Il vincolismo della Forestale non sempre è stato di salvaguardia è meno che mai di sviluppo. E' servito solo a tamponare emergenze occupazionali.
Polo energetico – La presenza di importanti soggetti industriali nel campo della produzione energetica, e gli stessi problemi ambientali che scaturiscono da alcuni importanti impianti che richiedono politiche di ambientalizzazione, riconversione e ristrutturazione, nonché la potenzialità della ricerca nei campi più innovativi, tecnologicamente avanzati e promettenti in termini di prospettive di mercato, consentono di promuovere il progetto di un polo energetico, che, a partire dagli insediamenti esistenti, e nella logica della loro progressiva trasformazione e compatibilità con i criteri dello sviluppo sostenibile, permetta di realizzare la massima integrazione energetica tra i diversi soggetti del sistema industriale insediato attraverso lo scambio di servizi in condizioni di reciproca convenienza; la produzione di sistemi e componenti tecnologici per il risparmio energetico rivolti al mercato delle grandi utenze.

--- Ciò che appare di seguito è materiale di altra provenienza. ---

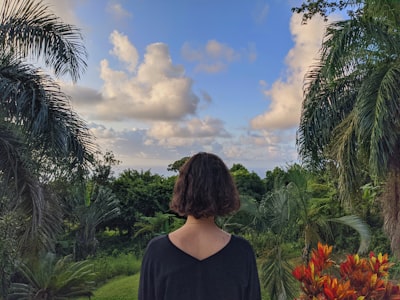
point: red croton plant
(357, 278)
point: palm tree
(288, 208)
(51, 278)
(40, 135)
(351, 106)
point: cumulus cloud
(185, 133)
(65, 10)
(157, 90)
(214, 57)
(285, 94)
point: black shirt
(168, 273)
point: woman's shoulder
(241, 243)
(158, 243)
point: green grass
(119, 288)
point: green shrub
(107, 267)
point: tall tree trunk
(390, 199)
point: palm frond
(34, 101)
(358, 225)
(29, 28)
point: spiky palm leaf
(354, 90)
(29, 29)
(54, 279)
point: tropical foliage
(58, 196)
(54, 279)
(351, 106)
(358, 278)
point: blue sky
(167, 79)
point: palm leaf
(358, 225)
(28, 28)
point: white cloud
(214, 57)
(157, 91)
(285, 94)
(65, 10)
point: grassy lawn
(119, 288)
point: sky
(168, 79)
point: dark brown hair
(205, 188)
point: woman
(199, 261)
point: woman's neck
(202, 221)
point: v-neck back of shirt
(212, 254)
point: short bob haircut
(205, 188)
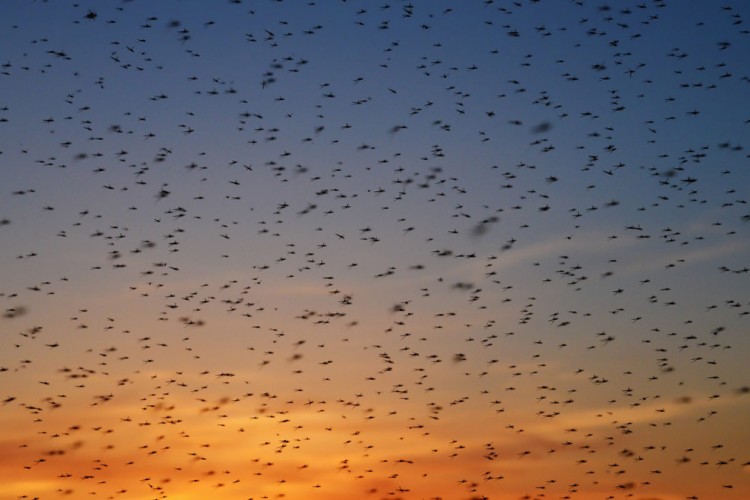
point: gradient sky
(349, 249)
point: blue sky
(345, 249)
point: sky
(343, 249)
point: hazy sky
(349, 249)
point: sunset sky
(343, 249)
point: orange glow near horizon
(344, 250)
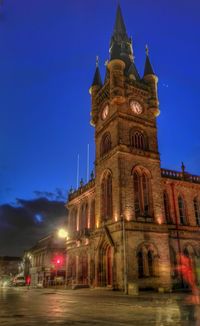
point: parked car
(19, 281)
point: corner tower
(124, 112)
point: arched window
(136, 181)
(92, 215)
(197, 210)
(106, 201)
(147, 262)
(84, 217)
(166, 207)
(105, 144)
(150, 263)
(182, 212)
(140, 264)
(138, 140)
(173, 261)
(73, 220)
(141, 183)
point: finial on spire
(147, 50)
(183, 167)
(97, 61)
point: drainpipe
(125, 262)
(177, 229)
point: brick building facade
(130, 222)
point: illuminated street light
(62, 233)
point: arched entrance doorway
(105, 272)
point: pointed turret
(120, 28)
(151, 79)
(121, 44)
(148, 70)
(97, 76)
(94, 89)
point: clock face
(105, 112)
(136, 107)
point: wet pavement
(22, 306)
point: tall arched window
(92, 215)
(137, 200)
(73, 220)
(166, 207)
(182, 211)
(105, 144)
(141, 183)
(138, 140)
(197, 210)
(150, 263)
(84, 216)
(106, 201)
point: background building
(130, 223)
(45, 262)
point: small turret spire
(97, 76)
(148, 70)
(120, 44)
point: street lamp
(62, 233)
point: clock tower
(124, 112)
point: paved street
(20, 306)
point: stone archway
(105, 266)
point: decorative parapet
(184, 176)
(81, 190)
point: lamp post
(62, 233)
(124, 255)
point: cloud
(25, 222)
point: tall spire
(120, 28)
(121, 44)
(148, 70)
(97, 76)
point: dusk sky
(47, 61)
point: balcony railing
(81, 189)
(185, 176)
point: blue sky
(47, 62)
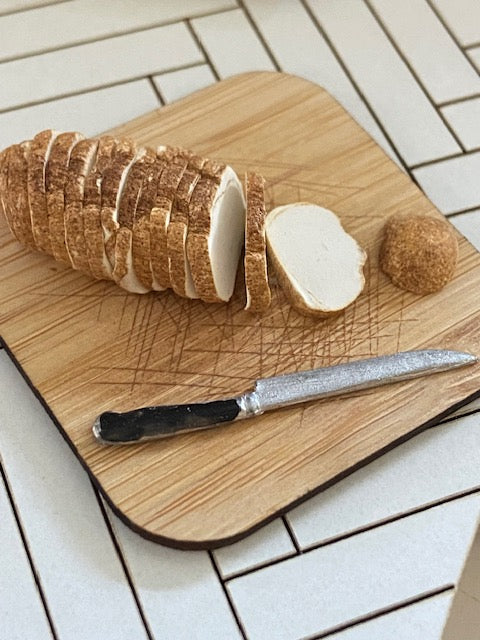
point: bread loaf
(166, 218)
(122, 213)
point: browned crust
(37, 161)
(83, 157)
(92, 202)
(160, 220)
(4, 161)
(419, 252)
(177, 228)
(176, 248)
(4, 193)
(141, 246)
(127, 212)
(18, 195)
(199, 222)
(259, 296)
(199, 258)
(123, 155)
(56, 173)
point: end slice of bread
(257, 288)
(216, 234)
(318, 264)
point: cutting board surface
(87, 346)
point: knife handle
(162, 421)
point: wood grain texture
(87, 346)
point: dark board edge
(202, 545)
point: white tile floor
(374, 556)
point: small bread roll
(419, 253)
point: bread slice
(141, 248)
(82, 160)
(56, 171)
(113, 183)
(318, 264)
(216, 232)
(175, 165)
(4, 162)
(17, 194)
(96, 261)
(257, 288)
(124, 272)
(40, 149)
(178, 263)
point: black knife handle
(162, 421)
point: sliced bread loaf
(82, 160)
(40, 149)
(257, 288)
(318, 264)
(216, 232)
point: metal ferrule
(249, 404)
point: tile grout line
(412, 71)
(259, 34)
(228, 596)
(447, 103)
(356, 87)
(291, 534)
(33, 8)
(203, 51)
(99, 87)
(381, 612)
(110, 36)
(28, 553)
(450, 32)
(452, 156)
(123, 562)
(350, 534)
(156, 91)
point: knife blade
(273, 393)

Va prevista nell'ambito del coordinamento di Agenda 21 locale, un percorso di filiera basato sulla collaborazione tra tutti i soggetti presenti sul territorio e sullo sviluppo delle potenzialità dello stesso, nonché la costituzione di Gruppi di lavoro- composti da tutti i soggetti presenti sul territorio ed interessati all'azione specifica- che operino e collaborino con la P.A. in tutte le fasi di sviluppo del territorio, dalla progettazione alla realizzazione fino alla valutazione dei risultati ottenuti. Per quanto concerne il concetto di filiera, il nostro piano di azione intende tenere conto e valorizzare i rapporti di interconnessione esistenti tra i singoli progetti al fine di ottimizzare i risultati di ciascuna azione.
Sulla scorta di questo documento che contestualmente si consegna all'Assessore ed ai colleghi Sindaci, facciamo richiesta di un sostegno per promuovere, alla ripresa autunnale, un convegno sullo stato dell'arte dei progetti e degli interventi per il risanamento delle Aree ad alto rischio nella Regione Sicilia. Tutto questo per verificare se i tempi sono maturi perché il governo si attrezzi per un piano di intervento regionale per il risanamento ambientale, che, per quanto ci riguarda non interesserà solo i Comuni dell'area ad alto rischio, dotati di priorità ordinaria, ma riguarderà un bacino di utenza che va da Villafranca Tirrena ad Oliveri con una popolazione superiore ai 200 mila abitanti.